Naomi Osaka has surpassed Serena Williams by setting a new record for most money earned by a female athlete over a 12-month period, according to forbes.com on Friday, who stated the Japanese made $37.4 million in earnings and endorsements, $1.4 million more than the previous record.
To those outside the tennis world, Osaka is a relatively fresh face with a great back story. Combine that with being youthful and bicultural — two attributes that help her resonate with younger, global audiences — and the result is the emergence of a global sports marketing icon. David Carter, Sports Business Professor, University of Southern California
Williams has held the title of highest-paid female athlete for the past four years, with the previous high-water mark being $29.7 million earned in a single year achieved by Maria Sharapova in 2015.
Osaka, 22, a two-time Grand Slam champion and a former World No 1 in the WTA rankings, is a huge star in Japan, and is listed at No 29 overall, with Williams at No 33, on the Forbes’ annual list of the 100 top-earning athletes.
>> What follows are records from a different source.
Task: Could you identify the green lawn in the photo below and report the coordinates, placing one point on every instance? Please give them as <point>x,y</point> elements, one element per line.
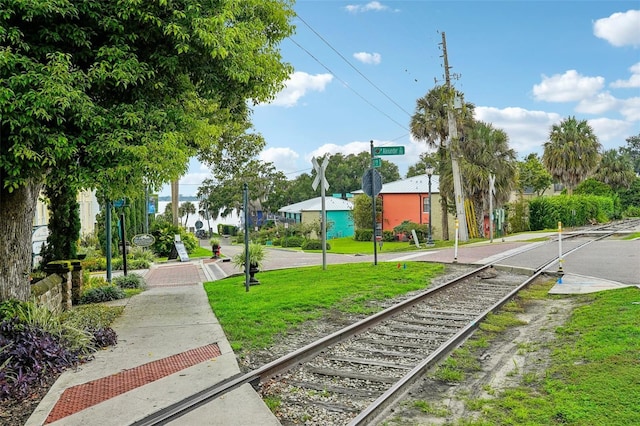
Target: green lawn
<point>286,298</point>
<point>348,245</point>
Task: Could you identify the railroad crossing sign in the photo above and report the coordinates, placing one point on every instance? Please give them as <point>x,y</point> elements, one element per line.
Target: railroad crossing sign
<point>319,173</point>
<point>372,182</point>
<point>388,150</point>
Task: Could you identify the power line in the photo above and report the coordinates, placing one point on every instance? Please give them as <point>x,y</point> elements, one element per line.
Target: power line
<point>352,66</point>
<point>347,85</point>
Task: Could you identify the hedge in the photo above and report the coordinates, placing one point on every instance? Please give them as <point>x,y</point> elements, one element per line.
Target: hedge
<point>575,210</point>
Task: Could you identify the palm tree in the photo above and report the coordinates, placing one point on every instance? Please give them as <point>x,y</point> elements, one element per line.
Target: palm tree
<point>615,169</point>
<point>486,152</point>
<point>572,152</point>
<point>430,124</point>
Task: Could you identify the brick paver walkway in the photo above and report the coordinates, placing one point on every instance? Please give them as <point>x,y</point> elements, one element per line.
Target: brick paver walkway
<point>175,275</point>
<point>77,398</point>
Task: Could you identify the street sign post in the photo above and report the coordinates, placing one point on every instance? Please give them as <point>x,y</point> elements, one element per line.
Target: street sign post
<point>388,150</point>
<point>324,185</point>
<point>372,182</point>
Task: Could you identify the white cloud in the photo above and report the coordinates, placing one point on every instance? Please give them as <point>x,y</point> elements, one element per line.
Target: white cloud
<point>619,29</point>
<point>634,80</point>
<point>630,109</point>
<point>527,130</point>
<point>368,58</point>
<point>298,85</point>
<point>598,104</point>
<point>568,87</point>
<point>331,148</point>
<point>284,159</point>
<point>374,5</point>
<point>610,132</point>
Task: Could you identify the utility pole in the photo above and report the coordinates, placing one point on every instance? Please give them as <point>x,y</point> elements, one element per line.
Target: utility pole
<point>453,149</point>
<point>175,200</point>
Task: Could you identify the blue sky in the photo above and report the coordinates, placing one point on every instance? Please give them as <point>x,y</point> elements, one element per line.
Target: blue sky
<point>359,67</point>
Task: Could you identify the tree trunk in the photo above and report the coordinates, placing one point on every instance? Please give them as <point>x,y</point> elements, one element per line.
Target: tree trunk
<point>445,217</point>
<point>17,211</point>
<point>175,195</point>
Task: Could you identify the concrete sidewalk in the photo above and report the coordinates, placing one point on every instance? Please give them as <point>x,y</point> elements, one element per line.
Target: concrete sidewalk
<point>170,346</point>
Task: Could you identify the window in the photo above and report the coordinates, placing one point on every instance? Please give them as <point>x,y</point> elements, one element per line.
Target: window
<point>425,205</point>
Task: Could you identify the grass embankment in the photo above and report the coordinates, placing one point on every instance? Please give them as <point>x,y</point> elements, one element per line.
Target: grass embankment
<point>594,373</point>
<point>287,298</point>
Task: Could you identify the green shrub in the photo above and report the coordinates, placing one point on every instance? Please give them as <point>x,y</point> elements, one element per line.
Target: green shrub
<point>422,230</point>
<point>575,210</point>
<point>38,316</point>
<point>165,233</point>
<point>227,229</point>
<point>94,282</point>
<point>129,281</point>
<point>136,264</point>
<point>141,253</point>
<point>363,235</point>
<point>314,245</point>
<point>102,294</point>
<point>12,308</point>
<point>632,211</point>
<point>294,241</point>
<point>91,316</point>
<point>388,236</point>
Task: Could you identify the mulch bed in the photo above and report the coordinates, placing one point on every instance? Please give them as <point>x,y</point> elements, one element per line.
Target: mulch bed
<point>16,413</point>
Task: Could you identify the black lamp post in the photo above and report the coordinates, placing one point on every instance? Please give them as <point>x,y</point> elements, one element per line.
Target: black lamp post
<point>430,169</point>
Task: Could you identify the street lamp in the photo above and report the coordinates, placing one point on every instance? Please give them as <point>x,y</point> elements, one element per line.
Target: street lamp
<point>430,169</point>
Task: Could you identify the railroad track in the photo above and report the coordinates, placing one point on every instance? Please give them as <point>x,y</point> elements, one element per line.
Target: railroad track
<point>353,375</point>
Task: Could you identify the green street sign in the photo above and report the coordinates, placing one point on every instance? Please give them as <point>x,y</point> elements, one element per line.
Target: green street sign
<point>389,150</point>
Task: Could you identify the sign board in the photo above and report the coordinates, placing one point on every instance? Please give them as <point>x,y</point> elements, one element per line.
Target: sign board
<point>38,239</point>
<point>372,182</point>
<point>143,240</point>
<point>319,172</point>
<point>415,238</point>
<point>179,250</point>
<point>389,150</point>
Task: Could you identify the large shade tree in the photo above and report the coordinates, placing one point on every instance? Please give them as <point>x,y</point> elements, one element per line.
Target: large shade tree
<point>532,176</point>
<point>123,94</point>
<point>572,152</point>
<point>430,124</point>
<point>224,195</point>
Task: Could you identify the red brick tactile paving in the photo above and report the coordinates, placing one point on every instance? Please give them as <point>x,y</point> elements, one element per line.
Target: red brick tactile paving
<point>165,276</point>
<point>79,397</point>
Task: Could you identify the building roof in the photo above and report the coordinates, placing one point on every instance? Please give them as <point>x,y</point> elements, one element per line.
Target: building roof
<point>315,204</point>
<point>413,185</point>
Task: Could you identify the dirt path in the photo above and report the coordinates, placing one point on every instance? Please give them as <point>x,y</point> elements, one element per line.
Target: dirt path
<point>518,356</point>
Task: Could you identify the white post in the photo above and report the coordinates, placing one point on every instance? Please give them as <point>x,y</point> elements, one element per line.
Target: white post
<point>560,259</point>
<point>492,189</point>
<point>455,245</point>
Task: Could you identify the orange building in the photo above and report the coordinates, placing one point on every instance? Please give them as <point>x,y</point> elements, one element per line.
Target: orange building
<point>408,199</point>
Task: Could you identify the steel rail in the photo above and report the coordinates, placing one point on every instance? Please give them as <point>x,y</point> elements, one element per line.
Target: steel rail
<point>311,350</point>
<point>378,408</point>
Since Forbes began tracking female athletes’ income figures in 1990, tennis players have been the highest-earning female athletes every year.
The complete list, due to be released next week, however, has not featured two women since 2016, according to the magazine.
While Williams has led the way among women in each of the past four years, Sharapova ruled for the five years before that.
“To those outside the tennis world, Osaka is a relatively fresh face with a great back story,” University of Southern California sports business professor David Carter told Forbes.
“Combine that with being youthful and bicultural — two attributes that help her resonate with younger, global audiences — and the result is the emergence of a global sports marketing icon.”
According to the WTA, Osaka has won about $14.5 million in career prize money, a little less than half of which was earned in 2019.
She became World No 1 in January last year after winning the 2018 US Open and 2019 Australian Open, but has since dropped to No 10.
Nevertheless, she is still commanding a staggering level of income through sponsorship deals with the likes of Mastercard and Nissan.
A key factor in Osaka’s appeal is her nationality, having lived in the United States since she was three years old and now representing the nation of her birth, Japan, and becoming the poster child of the Tokyo Olympic Games.
She is a popular endorsement figure in Japan ahead of the now-postponed Games and figures to remain a sponsorship dream through next year’s rescheduled Tokyo 2020.
She signed an apparel deal with Nike in 2019 that paid her $10 million over the past year and runs through 2025, and also has endorsement contracts with Nissan and racket-maker Yonex, among others.
Osaka replaced Manchester United footballer Paul Pogba as the world’s most marketable athlete last year, according to sports business media company SportsPro.